Nos dois primeiros dias da celebração, rituais exclusivos dos tupinambás foram realizados no museu nacional. E no terceiro dia, nesta quinta-feira (12), o evento final de recepção do manto sagrado tupinambá selou esse retorno.
O manto é uma vestimenta de 1,80 metro de altura, confeccionada com penas vermelhas de guará sobre uma base de fibra natural e foi levado ao Museu Nacional da Dinamarca (Nationalmuseet) há mais de três séculos, em 1689. Provavelmente foi produzido quase um século antes.
Funcionários do museu dinamarquês criticaram a devolução, como registrou o jornal Berlingske, em informação divulgada pela revista Piauí. Na reportagem, uma fonte anônima chamou de "depenação" do patrimônio cultural dinamarquês e afirmou que a saída do manto tupinambá do país ameaçava a “ideia do que é um museu”.

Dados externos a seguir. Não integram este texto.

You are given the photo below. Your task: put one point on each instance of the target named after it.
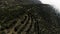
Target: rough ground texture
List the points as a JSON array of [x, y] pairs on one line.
[[28, 19]]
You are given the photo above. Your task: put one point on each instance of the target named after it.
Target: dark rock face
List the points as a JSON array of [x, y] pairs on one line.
[[28, 19]]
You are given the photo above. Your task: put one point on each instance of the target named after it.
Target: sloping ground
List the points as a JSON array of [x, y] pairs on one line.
[[29, 19]]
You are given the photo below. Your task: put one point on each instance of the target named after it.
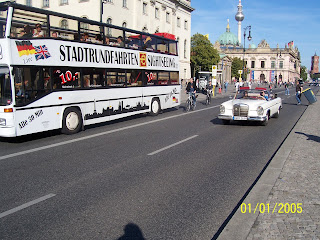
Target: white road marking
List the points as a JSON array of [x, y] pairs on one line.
[[28, 204], [100, 134], [172, 145]]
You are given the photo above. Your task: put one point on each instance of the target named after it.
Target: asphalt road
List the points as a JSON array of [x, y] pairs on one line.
[[174, 176]]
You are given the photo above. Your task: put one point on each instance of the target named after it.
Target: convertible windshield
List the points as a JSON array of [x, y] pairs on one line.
[[252, 94], [5, 87]]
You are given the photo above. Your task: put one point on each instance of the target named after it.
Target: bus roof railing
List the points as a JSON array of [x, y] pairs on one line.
[[7, 4]]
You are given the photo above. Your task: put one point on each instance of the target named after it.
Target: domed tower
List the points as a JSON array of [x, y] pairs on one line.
[[228, 39], [239, 17]]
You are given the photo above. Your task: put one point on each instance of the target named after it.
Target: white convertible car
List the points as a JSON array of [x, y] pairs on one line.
[[251, 105]]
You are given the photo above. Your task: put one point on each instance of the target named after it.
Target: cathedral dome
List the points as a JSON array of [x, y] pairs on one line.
[[228, 38]]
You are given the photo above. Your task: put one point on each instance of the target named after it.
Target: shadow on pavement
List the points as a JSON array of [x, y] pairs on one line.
[[310, 137], [132, 232]]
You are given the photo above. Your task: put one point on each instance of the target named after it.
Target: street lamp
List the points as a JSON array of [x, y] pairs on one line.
[[276, 77], [244, 44], [101, 8]]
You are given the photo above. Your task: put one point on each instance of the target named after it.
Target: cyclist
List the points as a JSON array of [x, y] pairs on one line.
[[209, 91], [191, 90]]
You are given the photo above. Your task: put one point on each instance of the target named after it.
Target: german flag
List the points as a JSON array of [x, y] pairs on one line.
[[25, 48]]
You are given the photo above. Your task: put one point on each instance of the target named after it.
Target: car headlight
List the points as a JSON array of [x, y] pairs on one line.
[[222, 109], [260, 110]]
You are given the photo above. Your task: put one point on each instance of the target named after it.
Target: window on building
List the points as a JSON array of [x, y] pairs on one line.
[[144, 8], [29, 3], [64, 2], [124, 3], [167, 17], [281, 64], [273, 64], [45, 3]]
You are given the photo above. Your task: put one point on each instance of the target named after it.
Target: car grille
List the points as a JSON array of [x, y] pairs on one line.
[[240, 110]]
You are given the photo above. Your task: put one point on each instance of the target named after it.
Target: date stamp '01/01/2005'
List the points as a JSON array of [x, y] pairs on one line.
[[277, 208]]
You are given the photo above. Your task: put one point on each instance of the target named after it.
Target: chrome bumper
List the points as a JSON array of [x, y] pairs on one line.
[[226, 117]]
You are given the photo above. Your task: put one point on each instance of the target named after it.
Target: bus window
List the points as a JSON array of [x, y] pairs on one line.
[[93, 78], [3, 15], [25, 23], [65, 28], [174, 78], [173, 48], [162, 46], [163, 78], [113, 34], [148, 43], [134, 78], [151, 77], [5, 87]]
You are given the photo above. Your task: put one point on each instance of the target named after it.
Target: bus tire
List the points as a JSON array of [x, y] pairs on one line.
[[72, 121], [155, 107]]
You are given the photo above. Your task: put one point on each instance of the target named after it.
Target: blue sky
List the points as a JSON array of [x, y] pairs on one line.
[[276, 21]]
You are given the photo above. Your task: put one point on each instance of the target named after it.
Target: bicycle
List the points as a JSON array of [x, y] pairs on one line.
[[208, 98], [190, 104]]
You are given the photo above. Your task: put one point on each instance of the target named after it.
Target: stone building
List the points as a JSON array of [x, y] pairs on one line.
[[171, 16]]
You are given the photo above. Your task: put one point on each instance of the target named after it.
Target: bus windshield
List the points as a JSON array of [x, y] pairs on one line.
[[5, 87]]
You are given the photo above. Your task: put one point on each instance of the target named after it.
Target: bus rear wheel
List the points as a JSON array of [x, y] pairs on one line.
[[72, 121], [155, 107]]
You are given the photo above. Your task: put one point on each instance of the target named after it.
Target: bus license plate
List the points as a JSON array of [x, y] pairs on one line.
[[239, 118]]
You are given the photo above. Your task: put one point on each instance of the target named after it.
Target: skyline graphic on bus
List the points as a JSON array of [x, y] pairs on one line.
[[111, 111]]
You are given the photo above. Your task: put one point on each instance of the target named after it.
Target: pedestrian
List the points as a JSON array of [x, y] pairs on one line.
[[286, 86], [298, 92]]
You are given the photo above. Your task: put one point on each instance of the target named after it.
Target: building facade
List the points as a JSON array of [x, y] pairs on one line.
[[314, 64], [264, 64], [152, 16]]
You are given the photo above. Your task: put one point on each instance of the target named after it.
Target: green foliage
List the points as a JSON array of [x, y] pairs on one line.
[[237, 64], [303, 73], [203, 54]]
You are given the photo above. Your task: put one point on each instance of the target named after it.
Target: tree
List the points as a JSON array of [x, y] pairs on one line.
[[203, 54], [303, 73], [237, 64]]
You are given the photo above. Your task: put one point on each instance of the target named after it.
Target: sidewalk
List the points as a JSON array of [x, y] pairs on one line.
[[293, 177]]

O mesmo jornal também publicou um artigo de uma pastora ironizando as crenças dos tupinambás sobre o manto. O título do texto assinado por Kathrine Lilleør dizia: “Não dá para falar com uma capa feita de penas, mesmo que você seja um índio brasileiro. Nosso ministro da Cultura foi ingênuo”.
Para os tupinambás, o manto é um ancestral que se comunica com seu povo. E quem se veste com ele, se transmuta em pássaro. “Essa peça tem uma espiritualidade viva. É um ancestral que se mantém vivo até os dias de hoje e consegue se comunicar”, explicou a antropóloga Glicéria Tupinambá, em entrevista ao G1.
Em entrevista exclusiva à Agência Brasil, a líder dos Tupinambá de Olivença, no litoral da Bahia, cacica Jamopoty, trouxe detalhes do reencontro com o manto sagrado.
"Primeiro, fui eu com minhas irmãs. Por ser também a primeira cacica do povo tupinambá, tive esse momento com o manto. Foi muito emocionante. Mostrou uma força, que eu imagino ter vindo por meio das memórias de outros parentes e ancestrais. Algo extraordinário, que trouxe união, força e pertencimento de um povo que era silenciado e considerado extinto. Para muitos livros, nós sequer existíamos", disse Jamopoty.
Desde a chegada do manto ao Brasil, no início de julho desse ano, houve críticas dos indígenas à forma como o artefato foi recebido. Eles desejavam participar ativamente da recepção nos primeiros dias. Mas, segundo a cacica, essas questões ficaram no passado.
"Num primeiro momento, foi muito difícil, mas hoje tudo isso foi superado. O manto está nos reencontrando e reencontrando as autoridades que podem tomar conta dele para nós, preservar mais e cuidar com muito carinho, porque ele é um ente vivo. É um ancião, que tem uma força e veio buscar o seu povo para levar até ele. E nós abrimos as portas não só para os Tupinambá, mas para outros povos também. E nós todos saímos maravilhados daqui, pelo lugar que ele está hoje", disse a cacica.
Mesmo agradecidos pela forma como o Museu Nacional está cuidando e protegendo o manto sagrado, os tupinambás dizem estar em diálogo com as autoridades para que tenham acesso frequente ao artefato e para que, no futuro, ele possa estar ainda mais perto do povo indígena.
"A gente esta conversando com o Ministério dos Povos Indígenas e o próprio museu para criarmos protocolos. Porque hoje estamos aqui, mas não sabemos sobre o amanhã. Queremos que as futuras gerações entendam o que o manto representa para o povo tupinambá", disse Jamopoty.